I motivi del sempre più difficile finanziamento del welfare
L’aumento della spesa assistenziale, oltre che dalla necessità dei partiti di conquistare sempre più consensi, a scapito della sostenibilità, dipende da alcuni fattori: a) siamo uno dei pochi Paesi che non dispongono di un’anagrafe nazionale dell’assistenza né di attività di monitoraggio e controllo nell’assegnazione di prestazioni assistenziali erogate dallo Stato centrale (INPS, Inail, bonus fiscali, esenzioni sanitarie, esenzione ticket ecc.) e degli Enti locali (Comuni, Province, Regioni, Comunità montane e altro) per cui una notevole quantità di prestazioni sono percepite indebitamente come spesso si rileva dagli atti di indagine o giudiziari; nel 2022 il Governo Draghi ha varato finalmente dopo oltre 15 anni, su proposta formulata dal nostro Centro Studi Itinerari Previdenziali, la realizzazione dell’anagrafe generale dell’assistenza che doveva essere completata nel 2023 ma di cui ancora oggi, anno 2025, non si sa nulla; b) nonostante questi preoccupanti numeri (più si spende e
più aumentano i poveri) la politica continua ad aumentare le prestazioni assistenziali a partire dal TIR (l’ex bonus Renzi maggiorato), dalle detrazioni per i redditi fino a 25mila euro, (a volte 35mila) da svariati bonus e agevolazioni su bollette, accise, mobili, elettrodomestici, canone TV, contributi affitti e così via. Poi, dopo il REI (Reddito di inclusione introdotto dal PD) e dopo il Reddito di Cittadinanza, la pensione di cittadinanza10 e il reddito di emergenza del Governo gialloverde, il Governo Meloni li ha sostituiti con l’assegno di inclusione (AdI), che nel periodo gennaio – giugno 2024 ha riguardato 697.640 nuclei familiari su un potenziale di 737mila le famiglie che coinvolge 1,7 milioni di cittadini (482.367 Sud e Isole; 90.818, al Centro e 124.455 al Nord) per un assegno medio di 618 euro al mese e un costo intorno ai 4,7 miliardi11; ha inoltre introdotto il SFL (supporto alla
formazione e al lavoro) che nello stesso periodo ha coinvolto 96.161 persone (80% al Sud).

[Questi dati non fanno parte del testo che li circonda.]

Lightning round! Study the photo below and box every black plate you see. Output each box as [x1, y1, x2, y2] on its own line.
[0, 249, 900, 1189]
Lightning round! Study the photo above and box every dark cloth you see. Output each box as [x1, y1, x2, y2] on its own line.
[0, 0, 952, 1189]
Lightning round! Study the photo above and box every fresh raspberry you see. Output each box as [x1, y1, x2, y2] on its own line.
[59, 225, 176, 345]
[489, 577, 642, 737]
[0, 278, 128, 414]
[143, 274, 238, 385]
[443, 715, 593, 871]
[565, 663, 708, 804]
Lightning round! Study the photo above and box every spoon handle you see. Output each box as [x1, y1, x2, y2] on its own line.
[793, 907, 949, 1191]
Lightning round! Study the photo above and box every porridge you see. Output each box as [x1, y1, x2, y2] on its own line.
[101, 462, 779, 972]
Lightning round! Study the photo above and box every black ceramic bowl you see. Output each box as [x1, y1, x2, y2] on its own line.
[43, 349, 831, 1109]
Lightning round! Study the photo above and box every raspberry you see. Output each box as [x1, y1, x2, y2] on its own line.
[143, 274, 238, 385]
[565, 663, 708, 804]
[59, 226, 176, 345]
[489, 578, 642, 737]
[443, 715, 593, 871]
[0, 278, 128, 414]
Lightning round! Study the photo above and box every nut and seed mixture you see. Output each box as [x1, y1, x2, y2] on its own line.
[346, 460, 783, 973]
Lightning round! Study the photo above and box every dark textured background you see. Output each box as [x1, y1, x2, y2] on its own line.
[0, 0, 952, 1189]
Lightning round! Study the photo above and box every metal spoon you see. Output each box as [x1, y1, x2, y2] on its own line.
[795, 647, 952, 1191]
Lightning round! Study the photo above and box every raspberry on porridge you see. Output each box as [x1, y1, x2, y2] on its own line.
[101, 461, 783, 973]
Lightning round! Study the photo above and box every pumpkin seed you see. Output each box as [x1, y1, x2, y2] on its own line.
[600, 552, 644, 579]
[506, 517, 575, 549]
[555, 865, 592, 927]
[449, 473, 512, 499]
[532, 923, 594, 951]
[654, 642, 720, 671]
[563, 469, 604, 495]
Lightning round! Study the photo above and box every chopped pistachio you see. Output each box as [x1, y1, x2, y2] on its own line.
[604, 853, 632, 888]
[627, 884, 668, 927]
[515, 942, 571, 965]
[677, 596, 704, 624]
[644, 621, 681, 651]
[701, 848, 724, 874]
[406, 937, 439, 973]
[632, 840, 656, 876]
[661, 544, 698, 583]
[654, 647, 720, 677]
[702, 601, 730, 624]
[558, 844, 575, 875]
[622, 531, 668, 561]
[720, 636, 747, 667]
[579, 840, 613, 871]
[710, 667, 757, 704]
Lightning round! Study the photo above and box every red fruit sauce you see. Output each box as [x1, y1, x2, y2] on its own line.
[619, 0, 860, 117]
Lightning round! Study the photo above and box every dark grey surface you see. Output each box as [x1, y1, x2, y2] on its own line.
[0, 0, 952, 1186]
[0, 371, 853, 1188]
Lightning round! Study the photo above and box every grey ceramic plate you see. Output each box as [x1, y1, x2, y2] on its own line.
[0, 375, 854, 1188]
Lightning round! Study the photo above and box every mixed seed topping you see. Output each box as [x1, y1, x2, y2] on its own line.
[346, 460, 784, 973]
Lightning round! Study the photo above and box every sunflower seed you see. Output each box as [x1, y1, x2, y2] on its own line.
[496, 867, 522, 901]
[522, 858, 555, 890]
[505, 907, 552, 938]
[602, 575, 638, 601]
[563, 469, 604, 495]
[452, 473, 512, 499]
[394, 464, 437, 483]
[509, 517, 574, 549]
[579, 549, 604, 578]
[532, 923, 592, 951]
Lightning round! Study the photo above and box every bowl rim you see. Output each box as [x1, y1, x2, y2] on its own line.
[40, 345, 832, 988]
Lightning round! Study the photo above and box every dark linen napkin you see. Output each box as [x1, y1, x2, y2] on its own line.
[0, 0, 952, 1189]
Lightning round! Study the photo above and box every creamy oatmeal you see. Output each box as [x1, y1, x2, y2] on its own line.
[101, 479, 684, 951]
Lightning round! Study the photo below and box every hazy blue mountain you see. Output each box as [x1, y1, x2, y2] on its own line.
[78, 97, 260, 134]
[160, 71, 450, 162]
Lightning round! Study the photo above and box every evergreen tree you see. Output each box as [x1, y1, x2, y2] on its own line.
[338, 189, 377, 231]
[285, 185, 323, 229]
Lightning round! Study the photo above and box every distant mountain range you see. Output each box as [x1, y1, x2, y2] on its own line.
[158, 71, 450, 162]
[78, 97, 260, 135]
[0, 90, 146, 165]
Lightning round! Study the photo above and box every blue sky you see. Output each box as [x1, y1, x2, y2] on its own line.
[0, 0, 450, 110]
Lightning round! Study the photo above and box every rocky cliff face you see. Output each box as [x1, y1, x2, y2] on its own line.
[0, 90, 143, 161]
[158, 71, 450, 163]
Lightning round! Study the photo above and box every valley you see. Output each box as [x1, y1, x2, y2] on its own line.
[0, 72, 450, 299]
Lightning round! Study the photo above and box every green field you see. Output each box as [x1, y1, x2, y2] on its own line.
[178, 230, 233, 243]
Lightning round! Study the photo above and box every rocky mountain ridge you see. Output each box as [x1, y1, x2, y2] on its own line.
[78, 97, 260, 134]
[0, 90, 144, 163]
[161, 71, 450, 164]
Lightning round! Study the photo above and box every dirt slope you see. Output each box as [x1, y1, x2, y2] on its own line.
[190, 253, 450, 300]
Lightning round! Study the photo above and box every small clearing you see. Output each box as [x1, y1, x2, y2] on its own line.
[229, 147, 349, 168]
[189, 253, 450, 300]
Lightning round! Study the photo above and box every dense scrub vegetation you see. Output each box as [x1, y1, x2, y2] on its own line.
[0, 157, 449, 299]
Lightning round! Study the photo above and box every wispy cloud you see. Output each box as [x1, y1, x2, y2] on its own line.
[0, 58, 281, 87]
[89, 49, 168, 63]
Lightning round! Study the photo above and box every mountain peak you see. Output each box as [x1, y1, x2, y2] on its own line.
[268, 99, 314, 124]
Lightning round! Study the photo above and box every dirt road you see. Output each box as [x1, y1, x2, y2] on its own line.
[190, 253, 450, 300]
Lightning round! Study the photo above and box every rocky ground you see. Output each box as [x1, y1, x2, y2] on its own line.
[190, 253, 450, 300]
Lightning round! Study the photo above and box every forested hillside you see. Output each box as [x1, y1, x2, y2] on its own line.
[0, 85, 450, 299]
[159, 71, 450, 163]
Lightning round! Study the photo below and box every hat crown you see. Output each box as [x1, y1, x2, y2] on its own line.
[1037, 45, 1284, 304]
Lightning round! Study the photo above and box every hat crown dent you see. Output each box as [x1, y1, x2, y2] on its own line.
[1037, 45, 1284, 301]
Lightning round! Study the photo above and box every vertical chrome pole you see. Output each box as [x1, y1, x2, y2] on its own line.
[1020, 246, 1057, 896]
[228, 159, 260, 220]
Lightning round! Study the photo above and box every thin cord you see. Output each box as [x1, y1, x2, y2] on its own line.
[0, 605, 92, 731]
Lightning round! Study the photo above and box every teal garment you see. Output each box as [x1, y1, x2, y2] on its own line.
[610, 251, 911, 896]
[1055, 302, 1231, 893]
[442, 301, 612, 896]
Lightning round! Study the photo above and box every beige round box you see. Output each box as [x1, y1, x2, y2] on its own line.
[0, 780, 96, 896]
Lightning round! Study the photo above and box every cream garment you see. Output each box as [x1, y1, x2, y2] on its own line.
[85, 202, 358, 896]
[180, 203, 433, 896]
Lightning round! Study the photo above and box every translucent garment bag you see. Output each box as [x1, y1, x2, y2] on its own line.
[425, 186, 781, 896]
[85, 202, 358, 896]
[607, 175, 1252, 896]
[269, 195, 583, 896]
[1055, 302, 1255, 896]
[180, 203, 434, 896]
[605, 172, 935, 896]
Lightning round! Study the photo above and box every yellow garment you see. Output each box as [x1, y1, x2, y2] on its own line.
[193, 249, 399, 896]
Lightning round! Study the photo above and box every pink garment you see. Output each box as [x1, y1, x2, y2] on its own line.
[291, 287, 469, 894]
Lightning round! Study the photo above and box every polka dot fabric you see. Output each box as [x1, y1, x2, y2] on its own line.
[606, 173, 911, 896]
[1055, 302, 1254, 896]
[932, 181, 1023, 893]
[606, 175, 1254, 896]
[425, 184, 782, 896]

Sarebbe altresì necessario abolire la flat tax che non prevedendo deduzioni e detrazioni incentiva elusioni e evasione fiscale. Due strumenti che sono un potente “motore” per produrre sommerso. Per questo occorre introdurre il contrasto d’interessi, che costerebbe assai poco allo Stato, ma garantirebbe più vantaggi per le famiglie di lavoratori dipendenti e maggiore equità. Infine, occorre sottolineare come il sistema fiscale italiano, in particolare la curva IRPEF, è totalmente falsato da una doppia serie di interventi pubblici: da un lato gli sgravi fiscali (TIR, decontribuzioni e deduzioni) e dall’altro dalle prestazioni in danaro erogate dalla pubblica amministrazione quali l’AUUF12, alcuni bonus e prestazioni non contabilizzate erogate da enti locali.
Ma siamo così poveri? Facciamo qualche verifica!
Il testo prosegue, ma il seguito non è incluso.